Earlier this month, Musk also apologized for the delay in the release of FSD V12.4.2 because “ Tesla trained too much on extreme situations and not enough on regular scenarios, resulting in a less than smooth experience on autopilot, which is like a doctor focusing on patients in the emergency room at the expense of preventative medicine. ”

The release of the Robotaxi product, originally scheduled for August 8, has also been pushed back to October 10, but how much time it will take for Robotaxi to go from release to eventual commercialization is anyone’s guess.

Of course, Tesla’s other potential growth area is the robot Optimus.

Musk said on the call, it is expected that early next year, the robot Optimus will open trial production, the initial several thousand robots will be in the Tesla factory to undertake certain mass production tasks, and subsequently with the increase in productivity, newer versions of Optimus robots will be open to external customers sales channels.

04

Musk had boldly predicted at the 2024 shareholders’ meeting that the ratio of humanoid robots to human beings in the future would exceed 1:1, and even reach the amazing ratio of 2:1, which represented that the global humanoid robot market would have a huge capacity of 10 billion to 20 billion units, and the annual output would be as high as 1 billion units.

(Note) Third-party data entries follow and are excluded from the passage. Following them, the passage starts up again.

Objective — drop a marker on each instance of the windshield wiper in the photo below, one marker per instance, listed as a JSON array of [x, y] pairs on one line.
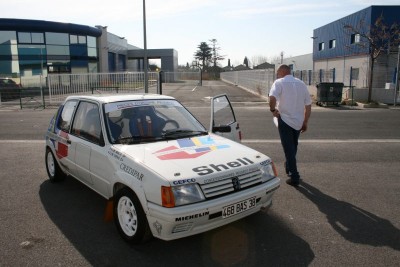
[[178, 133]]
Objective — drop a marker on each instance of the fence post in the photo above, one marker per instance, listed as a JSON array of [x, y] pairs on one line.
[[351, 86]]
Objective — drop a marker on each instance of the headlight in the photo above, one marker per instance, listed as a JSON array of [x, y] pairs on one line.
[[268, 171], [181, 195]]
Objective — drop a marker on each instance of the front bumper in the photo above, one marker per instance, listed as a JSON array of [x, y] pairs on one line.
[[173, 223]]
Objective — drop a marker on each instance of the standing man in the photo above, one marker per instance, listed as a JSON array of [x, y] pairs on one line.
[[290, 102]]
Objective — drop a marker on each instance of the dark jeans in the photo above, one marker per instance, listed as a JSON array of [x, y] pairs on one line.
[[289, 141]]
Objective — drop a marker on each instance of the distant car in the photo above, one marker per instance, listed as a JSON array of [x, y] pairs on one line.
[[9, 89], [166, 175]]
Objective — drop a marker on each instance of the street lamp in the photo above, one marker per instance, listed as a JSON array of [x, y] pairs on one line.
[[396, 86]]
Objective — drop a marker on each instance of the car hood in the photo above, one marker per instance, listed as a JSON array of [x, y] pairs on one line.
[[196, 157]]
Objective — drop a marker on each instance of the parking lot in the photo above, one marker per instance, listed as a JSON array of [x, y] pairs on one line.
[[346, 213]]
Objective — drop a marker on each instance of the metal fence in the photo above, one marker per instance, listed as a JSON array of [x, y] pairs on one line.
[[355, 82], [193, 77], [62, 85]]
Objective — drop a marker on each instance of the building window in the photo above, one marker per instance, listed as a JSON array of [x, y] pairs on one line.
[[77, 39], [355, 38], [332, 43]]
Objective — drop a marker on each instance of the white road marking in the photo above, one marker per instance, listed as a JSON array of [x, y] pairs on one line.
[[252, 141]]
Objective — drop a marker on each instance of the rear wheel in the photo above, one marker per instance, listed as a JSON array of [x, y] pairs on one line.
[[130, 218], [53, 169]]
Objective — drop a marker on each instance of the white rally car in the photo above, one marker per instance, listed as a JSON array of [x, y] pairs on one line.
[[164, 173]]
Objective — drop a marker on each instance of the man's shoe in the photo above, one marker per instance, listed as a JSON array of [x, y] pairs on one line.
[[292, 183]]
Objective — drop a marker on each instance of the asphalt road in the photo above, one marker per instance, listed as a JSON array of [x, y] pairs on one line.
[[346, 213]]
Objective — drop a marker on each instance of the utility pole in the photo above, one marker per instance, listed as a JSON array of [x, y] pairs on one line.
[[396, 85], [146, 80]]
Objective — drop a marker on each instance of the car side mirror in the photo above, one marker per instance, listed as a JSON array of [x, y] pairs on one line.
[[222, 129]]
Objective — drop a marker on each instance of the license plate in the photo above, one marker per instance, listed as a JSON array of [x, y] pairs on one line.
[[239, 207]]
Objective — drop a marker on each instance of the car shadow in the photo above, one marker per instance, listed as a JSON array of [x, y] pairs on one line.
[[258, 240], [353, 223]]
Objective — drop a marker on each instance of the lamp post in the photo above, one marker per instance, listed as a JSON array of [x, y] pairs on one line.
[[146, 80]]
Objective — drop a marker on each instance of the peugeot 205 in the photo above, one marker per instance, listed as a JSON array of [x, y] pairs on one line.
[[163, 173]]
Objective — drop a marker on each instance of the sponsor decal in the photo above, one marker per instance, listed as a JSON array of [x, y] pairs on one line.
[[131, 171], [204, 170], [236, 183], [116, 154], [185, 181], [265, 162], [189, 148], [190, 217]]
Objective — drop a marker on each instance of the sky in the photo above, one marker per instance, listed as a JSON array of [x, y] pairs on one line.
[[256, 29]]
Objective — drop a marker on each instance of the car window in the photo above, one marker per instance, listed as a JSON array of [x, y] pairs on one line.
[[64, 122], [87, 123]]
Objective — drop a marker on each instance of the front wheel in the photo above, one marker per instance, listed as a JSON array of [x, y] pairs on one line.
[[130, 218], [53, 169]]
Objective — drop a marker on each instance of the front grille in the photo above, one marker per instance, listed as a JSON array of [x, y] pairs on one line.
[[231, 184]]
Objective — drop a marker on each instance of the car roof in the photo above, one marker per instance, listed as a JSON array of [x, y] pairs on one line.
[[120, 97]]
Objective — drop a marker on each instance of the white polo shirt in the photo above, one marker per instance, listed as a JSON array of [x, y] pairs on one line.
[[292, 96]]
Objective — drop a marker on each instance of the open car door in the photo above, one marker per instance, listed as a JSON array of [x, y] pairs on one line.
[[223, 120]]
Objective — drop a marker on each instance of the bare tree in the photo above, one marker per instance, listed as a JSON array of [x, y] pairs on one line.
[[378, 38], [203, 54], [258, 60]]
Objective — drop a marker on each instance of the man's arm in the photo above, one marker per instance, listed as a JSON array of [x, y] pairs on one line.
[[272, 105], [307, 114]]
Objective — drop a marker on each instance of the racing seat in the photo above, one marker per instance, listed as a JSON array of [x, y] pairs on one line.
[[115, 129], [146, 122]]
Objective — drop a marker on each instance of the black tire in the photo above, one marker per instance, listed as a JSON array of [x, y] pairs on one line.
[[53, 169], [130, 218]]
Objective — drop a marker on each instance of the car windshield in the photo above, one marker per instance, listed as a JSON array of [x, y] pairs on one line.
[[132, 122]]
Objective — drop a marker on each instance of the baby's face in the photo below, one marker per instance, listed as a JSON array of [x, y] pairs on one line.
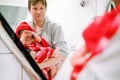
[[27, 35]]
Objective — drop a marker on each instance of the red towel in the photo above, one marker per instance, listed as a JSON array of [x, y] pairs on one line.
[[96, 36]]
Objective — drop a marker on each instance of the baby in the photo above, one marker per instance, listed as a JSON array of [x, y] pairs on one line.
[[39, 49]]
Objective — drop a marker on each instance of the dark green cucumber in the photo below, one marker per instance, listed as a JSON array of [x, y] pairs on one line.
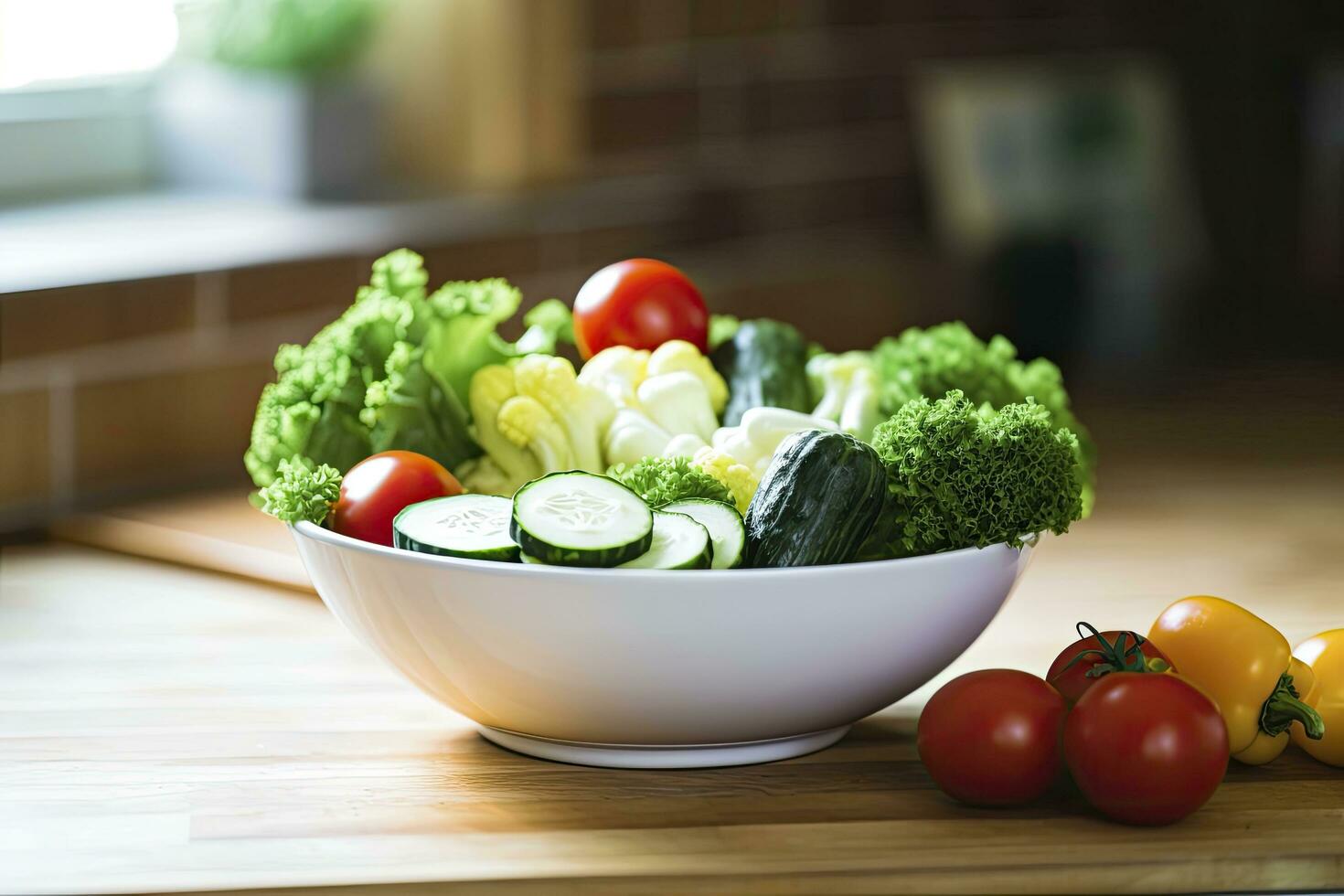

If Tesla can occupy 10% of the market share, its annual production will reach 100 million Optimus, the cost of a single robot is expected to be controlled at about $10,000, with a $20,000 price tag, it can bring $1 trillion gross profit space every year.

Let’s not talk about whether the future demand for humanoid robots will be that much, but it’s hard to say whether the spending power is that big. According to the World Bank statistics, the global GDP per capita in 2022 will only be 12,743 U.S. dollars, in order to have a 20,000 U.S. dollars robot, the economy may have to continue to develop for a few more decades.

Overall, Tesla’s technology is really in the first echelon, but whether it can be successfully realized commercially, there is a great deal of uncertainty.

We are committed to promoting new energy vehicles to the world, and working together to create an energy-saving and emission-reducing living environment. We sincerely invite you to join us and look forward to cooperating with you.